La storia di Corrente, che fra il 1938 e il 1943 raccoglie intorno a sé quasi tutta l’arte espressionista italiana (ed è l’ultimo capitolo di quella stagione romantica che subentra alla stagione classica degli Anni venti), è ancora tutta da scrivere. Purtroppo le sue vicende sono state spesso imbalsamate in una retorica antifascista, in una vulgata tutta politica, incapace di dar conto della vera vita artistica del movimento. Di quella storia, comunque, Treccani è stato (con Raffaele De Grada e Piero Gauli, che oggi hanno entrambi novantatré anni) l’ultimo testimone.
Treccani era nato a Milano nel 1920 e aveva iniziato a dipingere nel ’40, mosso dall'esempio di Morlotti e Cassinari, i pittori di Corrente che gli erano più vicini.
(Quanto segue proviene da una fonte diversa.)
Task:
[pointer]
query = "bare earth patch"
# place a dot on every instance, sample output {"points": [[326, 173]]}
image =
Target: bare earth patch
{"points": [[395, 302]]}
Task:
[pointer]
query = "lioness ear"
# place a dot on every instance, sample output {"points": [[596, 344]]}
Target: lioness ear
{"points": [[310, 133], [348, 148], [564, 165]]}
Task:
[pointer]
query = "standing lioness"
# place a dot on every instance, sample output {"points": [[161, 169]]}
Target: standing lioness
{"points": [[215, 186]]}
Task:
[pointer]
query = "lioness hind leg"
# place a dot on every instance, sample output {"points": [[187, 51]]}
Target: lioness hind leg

Era appunto del 1940 un autoritratto in cui appariva più bambino che adolescente e si firmava solo «ernesto», tutto minuscolo, con la grafia incerta di un alunno di prima elementare.
Nel dopoguerra aveva invece aderito al realismo. Era stato tra l'altro uno dei redattori, con De Grada, De Micheli e Vittorini, della rivista milanese Il ’45, vissuta pochi numeri. Inoltre era stato fra i protagonisti del gruppo «Pittura», insieme con altri realisti come Ajmone, Chighine, Francese e il futuro scrittore Giovanni Testori. Dipingeva in quel periodo nature morte dimesse e disorientate, periferie venate di un’allegria malinconica, cronache di rivolte contadine che forse avrebbero voluto comporre un’epopea proletaria, ma di fatto risultavano allucinate come certi racconti contadini. Poi, suggestionato anche da un viaggio in Cina compiuto nel 1955, si era volto verso una pittura liquefatta, incentrata sul colore e su un segno tremante, rabbrividito. Ma i suoi esiti migliori restano i primi, animati da quella «corrente di vita» a cui si ispirava la sua rivista. «Sento in me crescere la vita. Dobbiamo parlare agli uomini le parole della vita», aveva scritto nel ’43.

E rimane questa la sua più autentica dichiarazione di poetica.